Methods:In a clinical trial conducted at Seattle Children’s Hospital (PLAT-02), researchers procured pre-treatment bone marrow aspirates (BMAs) from enrolled patients to scrutinize disparities between resistant and sensitive leukemias. Patient responses were categorized, with non-response defined as the failure to achieve and sustain minimal residual disease negativity at Day +63. The study cohort comprised 7 resistant and 7 sensitive leukemias as controls. Employing a comprehensive array of analytical techniques, including whole exome sequencing, bulk RNA-seq, PacBio-seq of the CD19 locus, array-based methylation, ATAC-seq, single-cell RNA-seq (scRNA-seq), and CyTOF, researchers delved into the molecular intricacies underlying treatment resistance.

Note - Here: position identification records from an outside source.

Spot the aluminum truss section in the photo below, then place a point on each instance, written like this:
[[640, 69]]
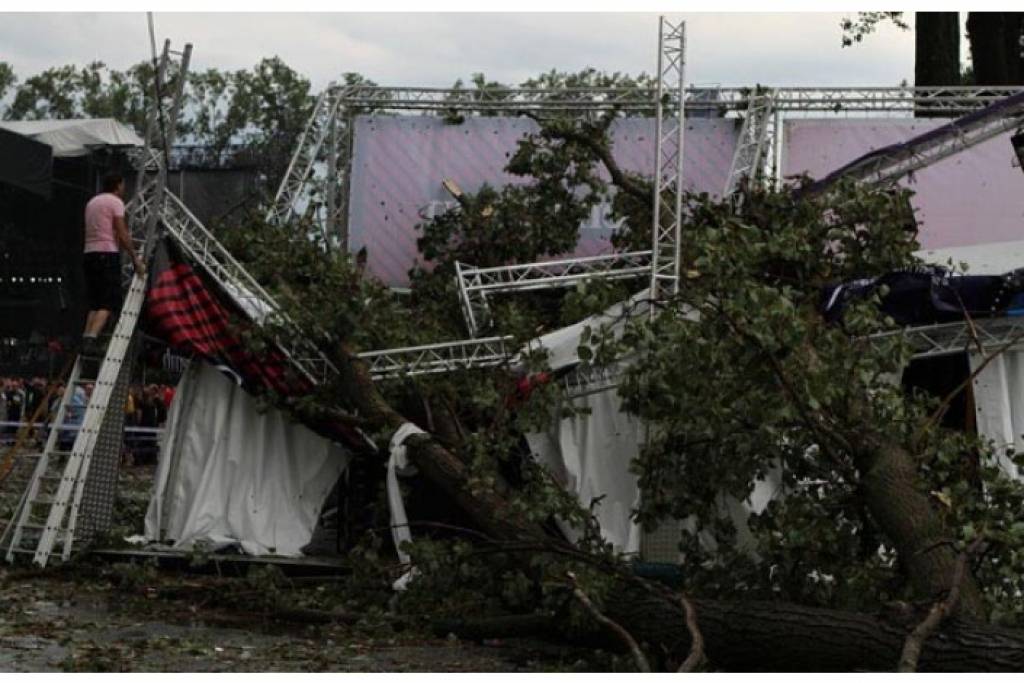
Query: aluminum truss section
[[475, 285], [755, 141], [242, 288], [948, 100], [435, 358], [889, 165], [949, 338], [293, 187], [48, 512], [668, 160]]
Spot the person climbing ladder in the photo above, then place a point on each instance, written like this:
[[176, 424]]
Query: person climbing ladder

Results:The pivotal role of hematopoietic stem cells (HSCs) emerged prominently through the ATAC-seq analysis. Gene set enrichment analysis of ATAC-seq data unveiled heightened chromatin accessibility at regions associated with stem cell proliferation (NES = 2.31; p < 0.0001) and cell cycling (NES = 2.27; p < 0.0001) in resistant leukemias. Notably, a striking resemblance was observed between the accessibility patterns of non-responders and hematopoietic progenitors, including HSCs (p = 0.037) and common myeloid progenitors (p = 0.047). This finding was further substantiated by an elevated frequency of cell subpopulations expressing a multi-lineage phenotype (CD19, CD20, CD33, CD34; p = 0.009). Additionally, a significant downregulation of antigen presentation and processing pathways across all leukemic cells relative to responders was noted (p = 0.0001).
Conclusions:The ATAC-seq analysis sheds invaluable light on the pivotal role of hematopoietic stem cells in predicting the efficacy of CAR T-cell therapy. These findings underscore the imperative for refining eligibility criteria for CART19 in pediatric leukemia patients and highlight the urgency of exploring alternative or complementary therapeutic avenues for those deemed resistant. As research progresses, harnessing these insights holds immense potential to revolutionize treatment paradigms and enhance outcomes for children battling this formidable hematological condition.